Pure gold is beaten into thin sheets and cut into strips. It was sufficiently malleable to work into warps, stitch through open weaves and wind around a silk core to couch onto the fabric.

Later gold thread was made by covering a silver wire with gold coating which was drawn out into any thickness. The thread was then hammered flat and wound round a core of silk or synthetic yarn for couching, or it could be spun and drawn through a series of holes in diminishing sizes until the thread was fine enough to spiral into purls (fine wire spiralled into a hollow spring) and bullions (bulky purls) which can be cut and used as gold beads. Today gold plating has been overtaken by plated alloys and synthetics.

TECHNIQUE
Gold work is different from most other types of embroidery because most gold thread is couched down. Thus it is akin to jewellery or even sculpture because the surface appears faceted as the light catches different angles of the thread which padding accentuates.

Gold work was and is used in ecclesiastical work and the gold yarn, real gold, was very valuable.
In history, gold from garments was exchanged for money for ammunition, especially during the Napoleonic Wars. Thus people often raided gold from garments, banners and ecclesiastical work.

In England there were laws to forbid folk other than royalty or nobility from wearing gold.
William the Conqueror imprisoned people who wore gold.

PARFILAGE or DRIZZLING was common.
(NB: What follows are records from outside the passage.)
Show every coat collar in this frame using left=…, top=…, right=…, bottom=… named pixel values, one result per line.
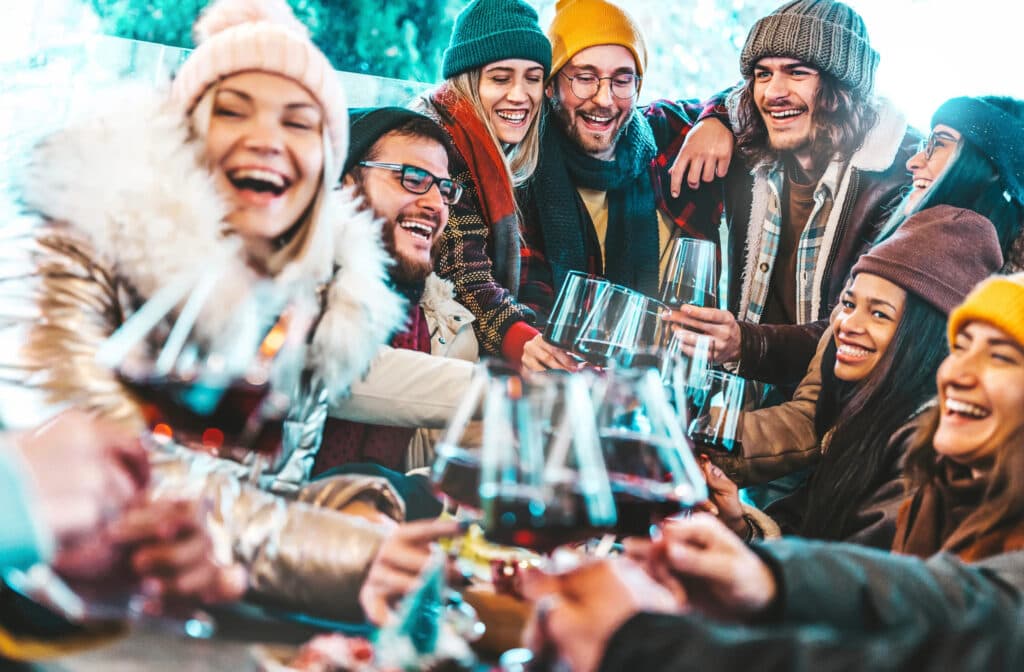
left=22, top=85, right=406, bottom=397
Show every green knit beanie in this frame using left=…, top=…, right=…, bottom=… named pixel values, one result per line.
left=740, top=0, right=879, bottom=97
left=441, top=0, right=552, bottom=80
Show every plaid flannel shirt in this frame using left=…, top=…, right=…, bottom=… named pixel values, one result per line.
left=742, top=162, right=841, bottom=325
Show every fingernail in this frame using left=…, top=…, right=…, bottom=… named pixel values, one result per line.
left=712, top=465, right=723, bottom=477
left=671, top=190, right=679, bottom=198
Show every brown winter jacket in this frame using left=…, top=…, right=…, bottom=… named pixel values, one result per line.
left=710, top=328, right=828, bottom=486
left=723, top=103, right=920, bottom=387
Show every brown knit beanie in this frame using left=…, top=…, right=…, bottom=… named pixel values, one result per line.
left=850, top=205, right=1004, bottom=315
left=740, top=0, right=879, bottom=98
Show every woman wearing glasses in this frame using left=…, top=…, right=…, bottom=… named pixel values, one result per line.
left=10, top=0, right=416, bottom=622
left=412, top=0, right=578, bottom=369
left=883, top=95, right=1024, bottom=271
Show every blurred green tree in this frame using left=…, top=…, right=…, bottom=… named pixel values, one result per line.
left=88, top=0, right=468, bottom=82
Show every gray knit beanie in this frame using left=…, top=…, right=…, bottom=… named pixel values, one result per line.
left=740, top=0, right=879, bottom=97
left=442, top=0, right=552, bottom=80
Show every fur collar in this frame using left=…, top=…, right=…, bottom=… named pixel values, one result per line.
left=22, top=86, right=406, bottom=398
left=736, top=99, right=909, bottom=323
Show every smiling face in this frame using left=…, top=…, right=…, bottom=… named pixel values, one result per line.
left=904, top=124, right=961, bottom=210
left=547, top=45, right=637, bottom=159
left=933, top=321, right=1024, bottom=472
left=204, top=72, right=324, bottom=257
left=349, top=131, right=450, bottom=283
left=477, top=59, right=544, bottom=146
left=831, top=273, right=908, bottom=382
left=753, top=57, right=822, bottom=166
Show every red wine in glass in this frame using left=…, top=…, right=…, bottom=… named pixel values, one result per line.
left=662, top=287, right=718, bottom=310
left=119, top=373, right=283, bottom=461
left=689, top=431, right=743, bottom=454
left=432, top=446, right=482, bottom=511
left=482, top=488, right=607, bottom=554
left=610, top=478, right=688, bottom=537
left=575, top=339, right=632, bottom=369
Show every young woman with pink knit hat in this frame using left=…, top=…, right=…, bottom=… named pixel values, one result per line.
left=9, top=0, right=418, bottom=622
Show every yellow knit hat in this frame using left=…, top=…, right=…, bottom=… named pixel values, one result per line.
left=947, top=273, right=1024, bottom=349
left=547, top=0, right=648, bottom=85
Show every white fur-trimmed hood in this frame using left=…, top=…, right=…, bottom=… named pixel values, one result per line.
left=21, top=85, right=406, bottom=397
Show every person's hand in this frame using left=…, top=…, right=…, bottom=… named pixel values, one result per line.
left=668, top=117, right=733, bottom=196
left=698, top=455, right=748, bottom=537
left=657, top=514, right=777, bottom=620
left=521, top=559, right=678, bottom=672
left=111, top=499, right=247, bottom=607
left=663, top=305, right=742, bottom=363
left=358, top=518, right=462, bottom=625
left=12, top=411, right=149, bottom=547
left=521, top=334, right=580, bottom=372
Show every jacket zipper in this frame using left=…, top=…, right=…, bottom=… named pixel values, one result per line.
left=820, top=168, right=859, bottom=319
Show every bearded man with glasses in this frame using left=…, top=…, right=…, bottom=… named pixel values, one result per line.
left=312, top=107, right=480, bottom=481
left=516, top=0, right=734, bottom=372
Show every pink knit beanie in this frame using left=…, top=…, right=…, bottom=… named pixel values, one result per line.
left=170, top=0, right=348, bottom=182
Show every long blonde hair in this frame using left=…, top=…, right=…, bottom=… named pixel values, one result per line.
left=448, top=69, right=542, bottom=187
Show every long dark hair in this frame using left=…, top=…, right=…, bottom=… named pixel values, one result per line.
left=880, top=97, right=1024, bottom=257
left=799, top=291, right=949, bottom=540
left=728, top=71, right=880, bottom=169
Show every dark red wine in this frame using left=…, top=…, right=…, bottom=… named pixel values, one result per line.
left=482, top=491, right=606, bottom=553
left=661, top=287, right=718, bottom=310
left=432, top=448, right=482, bottom=510
left=610, top=479, right=687, bottom=537
left=543, top=322, right=581, bottom=351
left=689, top=431, right=742, bottom=454
left=576, top=339, right=631, bottom=368
left=120, top=374, right=282, bottom=458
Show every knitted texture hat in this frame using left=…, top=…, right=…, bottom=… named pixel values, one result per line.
left=171, top=0, right=348, bottom=183
left=441, top=0, right=552, bottom=79
left=947, top=273, right=1024, bottom=350
left=345, top=107, right=440, bottom=176
left=932, top=96, right=1024, bottom=207
left=851, top=205, right=1004, bottom=315
left=740, top=0, right=879, bottom=97
left=548, top=0, right=647, bottom=83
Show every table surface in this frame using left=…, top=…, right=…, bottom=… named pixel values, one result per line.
left=20, top=603, right=339, bottom=672
left=17, top=603, right=495, bottom=672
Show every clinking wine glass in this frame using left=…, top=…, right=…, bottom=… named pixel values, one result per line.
left=478, top=370, right=617, bottom=555
left=687, top=370, right=751, bottom=454
left=544, top=271, right=610, bottom=351
left=660, top=237, right=718, bottom=309
left=574, top=284, right=647, bottom=368
left=593, top=366, right=708, bottom=537
left=97, top=265, right=314, bottom=483
left=430, top=360, right=521, bottom=512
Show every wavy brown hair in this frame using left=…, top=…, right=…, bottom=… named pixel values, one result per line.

A special instrument like an unpicker was used to remove gold thread from garments. In her diary, a duchess complained at afternoon tea, someone drizzled gold from her garment. In the Vatican, ecclesiastical garments are kept in glass cases and often one can see the lines where the gold has been removed.

Copes were kept in large semi circular locked oak cabinets which stood on legs. The legs were poisoned so that rats could not run up and chew through. Other cabinets had a wide round disc around the legs.

RONDALS
As real gold was so expensive, the gold embroidery was worked on rondals and appliquéed onto the fabric. When the fabric wore out the rondals were removed and stitched onto another garment.
Rondals were round in shape indicating infinity - going on forever.
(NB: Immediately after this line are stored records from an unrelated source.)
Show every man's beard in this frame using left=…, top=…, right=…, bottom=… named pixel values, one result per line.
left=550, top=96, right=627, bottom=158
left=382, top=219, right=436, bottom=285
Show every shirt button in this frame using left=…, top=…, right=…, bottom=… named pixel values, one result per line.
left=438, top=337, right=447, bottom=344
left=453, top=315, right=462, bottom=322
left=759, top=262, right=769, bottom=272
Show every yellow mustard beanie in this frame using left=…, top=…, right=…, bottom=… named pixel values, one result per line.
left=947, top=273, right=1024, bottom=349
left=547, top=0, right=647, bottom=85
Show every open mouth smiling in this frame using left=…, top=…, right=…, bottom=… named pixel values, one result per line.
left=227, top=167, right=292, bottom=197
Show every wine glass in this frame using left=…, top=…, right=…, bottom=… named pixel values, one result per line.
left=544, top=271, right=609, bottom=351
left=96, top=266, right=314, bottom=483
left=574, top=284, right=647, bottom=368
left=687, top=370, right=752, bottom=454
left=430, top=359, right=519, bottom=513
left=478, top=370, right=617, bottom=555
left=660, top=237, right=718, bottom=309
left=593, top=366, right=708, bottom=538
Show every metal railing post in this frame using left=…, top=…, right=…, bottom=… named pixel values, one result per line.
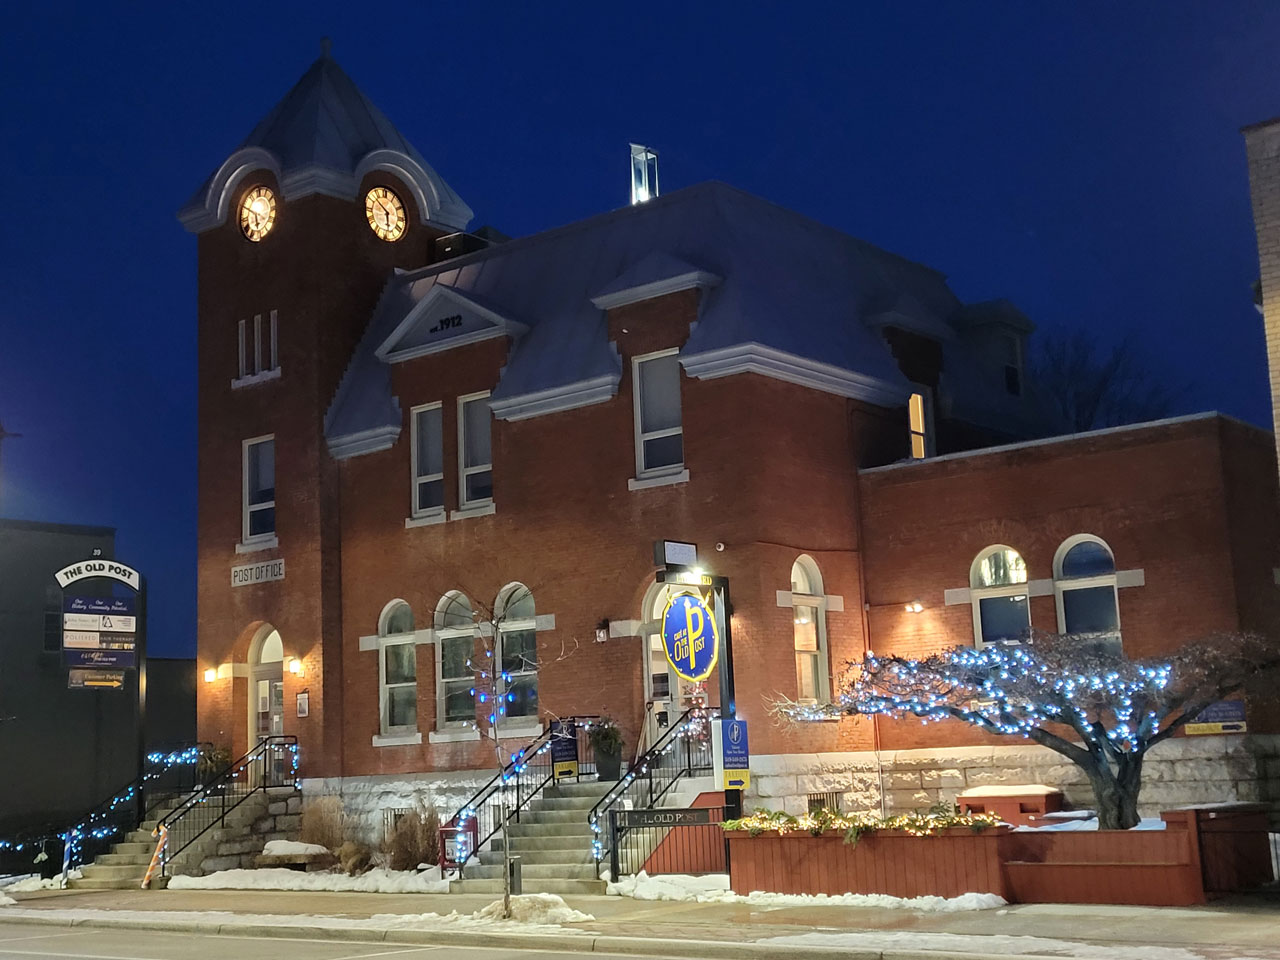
left=609, top=810, right=620, bottom=882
OR NUE (Burgundian embroidery or Italian shading)
This is a method of laying gold thread to completely cover an area, with no background fabric visible.
OR NUE arose from the painting and enamelling that was fashionable in 14th century Burgundy and
was used extensively in ecclesiastical embroidery and for religious symbols such as bishop’s crests.
This was the introduction of colour into gold embroidery.
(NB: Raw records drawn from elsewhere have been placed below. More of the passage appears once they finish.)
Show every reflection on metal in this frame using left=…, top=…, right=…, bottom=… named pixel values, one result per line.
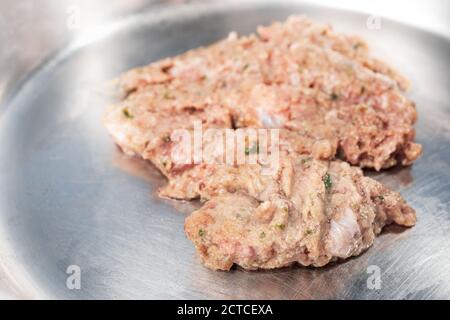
left=0, top=0, right=449, bottom=299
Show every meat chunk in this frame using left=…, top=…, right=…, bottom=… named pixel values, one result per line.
left=256, top=16, right=411, bottom=90
left=103, top=15, right=419, bottom=272
left=185, top=158, right=416, bottom=270
left=112, top=16, right=421, bottom=170
left=158, top=130, right=338, bottom=200
left=103, top=82, right=232, bottom=179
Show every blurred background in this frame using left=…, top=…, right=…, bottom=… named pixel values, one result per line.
left=0, top=0, right=449, bottom=111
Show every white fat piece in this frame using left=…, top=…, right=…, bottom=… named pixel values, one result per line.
left=327, top=207, right=361, bottom=258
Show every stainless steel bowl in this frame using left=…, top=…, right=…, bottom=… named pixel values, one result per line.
left=0, top=0, right=449, bottom=299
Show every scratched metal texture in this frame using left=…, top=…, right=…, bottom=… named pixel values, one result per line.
left=0, top=0, right=449, bottom=299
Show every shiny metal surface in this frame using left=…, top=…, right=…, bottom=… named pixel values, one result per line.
left=0, top=0, right=449, bottom=299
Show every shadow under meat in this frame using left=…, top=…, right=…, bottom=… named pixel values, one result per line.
left=111, top=146, right=201, bottom=215
left=365, top=164, right=414, bottom=190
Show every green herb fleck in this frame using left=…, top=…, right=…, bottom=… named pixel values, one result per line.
left=353, top=42, right=363, bottom=50
left=259, top=231, right=266, bottom=239
left=301, top=157, right=312, bottom=164
left=275, top=223, right=286, bottom=231
left=360, top=86, right=366, bottom=94
left=377, top=195, right=385, bottom=201
left=122, top=108, right=133, bottom=119
left=282, top=207, right=289, bottom=213
left=330, top=92, right=339, bottom=101
left=304, top=229, right=314, bottom=236
left=198, top=229, right=205, bottom=237
left=242, top=63, right=250, bottom=71
left=323, top=173, right=332, bottom=191
left=163, top=91, right=172, bottom=99
left=245, top=143, right=259, bottom=155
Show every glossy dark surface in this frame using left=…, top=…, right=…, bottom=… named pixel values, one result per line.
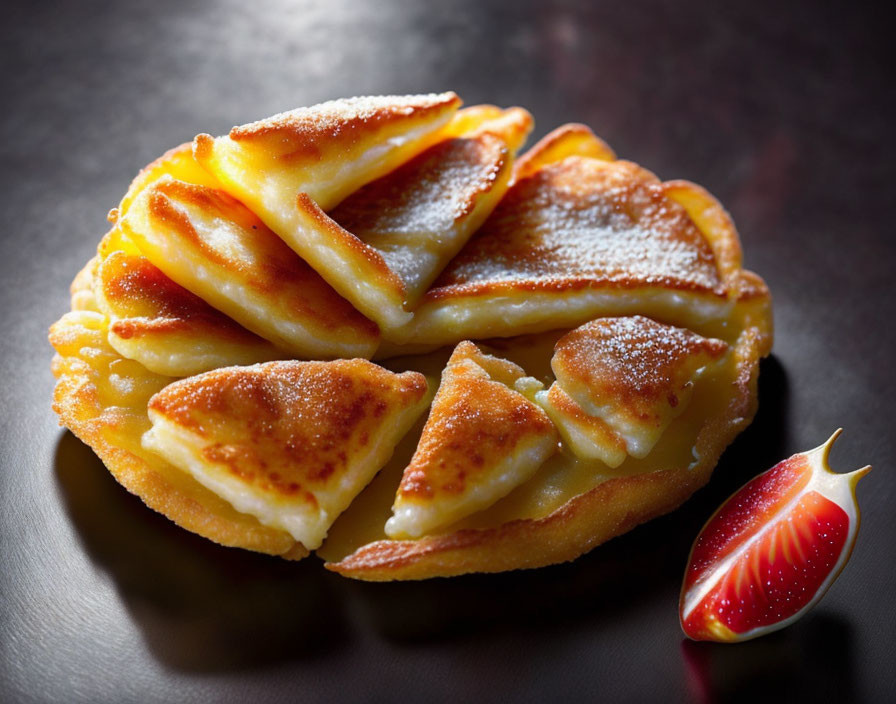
left=2, top=1, right=894, bottom=702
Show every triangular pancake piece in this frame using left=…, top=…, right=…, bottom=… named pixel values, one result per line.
left=324, top=106, right=533, bottom=327
left=119, top=176, right=380, bottom=359
left=402, top=155, right=736, bottom=346
left=194, top=93, right=461, bottom=212
left=385, top=341, right=557, bottom=539
left=542, top=316, right=728, bottom=459
left=49, top=310, right=308, bottom=559
left=142, top=360, right=429, bottom=550
left=96, top=251, right=280, bottom=376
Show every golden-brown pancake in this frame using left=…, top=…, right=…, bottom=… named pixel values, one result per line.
left=119, top=176, right=380, bottom=359
left=537, top=316, right=729, bottom=461
left=400, top=153, right=771, bottom=349
left=96, top=250, right=280, bottom=376
left=49, top=310, right=308, bottom=559
left=50, top=95, right=775, bottom=580
left=143, top=360, right=429, bottom=550
left=385, top=342, right=557, bottom=539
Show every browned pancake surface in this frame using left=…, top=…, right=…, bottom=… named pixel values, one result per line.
left=553, top=315, right=729, bottom=420
left=149, top=360, right=427, bottom=494
left=427, top=157, right=725, bottom=300
left=227, top=93, right=462, bottom=158
left=396, top=342, right=555, bottom=502
left=331, top=134, right=510, bottom=299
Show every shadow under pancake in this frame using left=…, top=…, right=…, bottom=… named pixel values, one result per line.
left=54, top=431, right=349, bottom=673
left=681, top=614, right=856, bottom=703
left=341, top=356, right=790, bottom=642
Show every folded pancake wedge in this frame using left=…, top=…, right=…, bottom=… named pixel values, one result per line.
left=197, top=104, right=530, bottom=334
left=401, top=150, right=771, bottom=349
left=324, top=325, right=764, bottom=581
left=49, top=310, right=308, bottom=559
left=194, top=93, right=461, bottom=213
left=143, top=360, right=429, bottom=550
left=329, top=107, right=533, bottom=323
left=537, top=316, right=728, bottom=461
left=96, top=251, right=280, bottom=376
left=385, top=342, right=557, bottom=539
left=119, top=176, right=379, bottom=359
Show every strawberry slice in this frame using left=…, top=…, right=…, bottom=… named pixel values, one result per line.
left=680, top=430, right=870, bottom=642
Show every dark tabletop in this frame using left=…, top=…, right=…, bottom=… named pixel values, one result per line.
left=2, top=1, right=894, bottom=702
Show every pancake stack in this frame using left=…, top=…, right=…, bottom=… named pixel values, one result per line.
left=50, top=93, right=772, bottom=580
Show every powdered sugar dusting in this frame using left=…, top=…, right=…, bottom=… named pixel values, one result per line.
left=430, top=158, right=724, bottom=295
left=230, top=93, right=459, bottom=143
left=555, top=316, right=728, bottom=404
left=331, top=134, right=507, bottom=298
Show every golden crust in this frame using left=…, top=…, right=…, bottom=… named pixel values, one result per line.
left=120, top=177, right=380, bottom=358
left=98, top=251, right=265, bottom=342
left=49, top=310, right=308, bottom=559
left=145, top=359, right=428, bottom=548
left=512, top=123, right=616, bottom=183
left=227, top=93, right=462, bottom=153
left=326, top=326, right=763, bottom=580
left=148, top=360, right=427, bottom=467
left=387, top=342, right=557, bottom=537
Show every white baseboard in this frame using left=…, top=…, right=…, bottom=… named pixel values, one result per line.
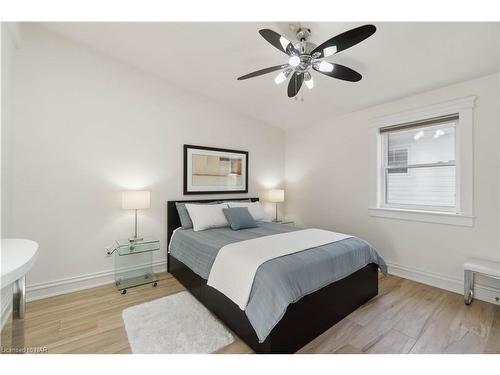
left=386, top=261, right=500, bottom=305
left=14, top=258, right=500, bottom=309
left=26, top=258, right=168, bottom=302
The gold thread, usually in pairs, is laid in horizontal straight lines and couched over in a coloured thread . as often and as closely as required by the design. Areas not requiring colour, used self-coloured silk or transparent thread. Because the couching thread MUST be vertical, there is often distortion in the design such as faces. The aim is to create an impression rather than exact reality.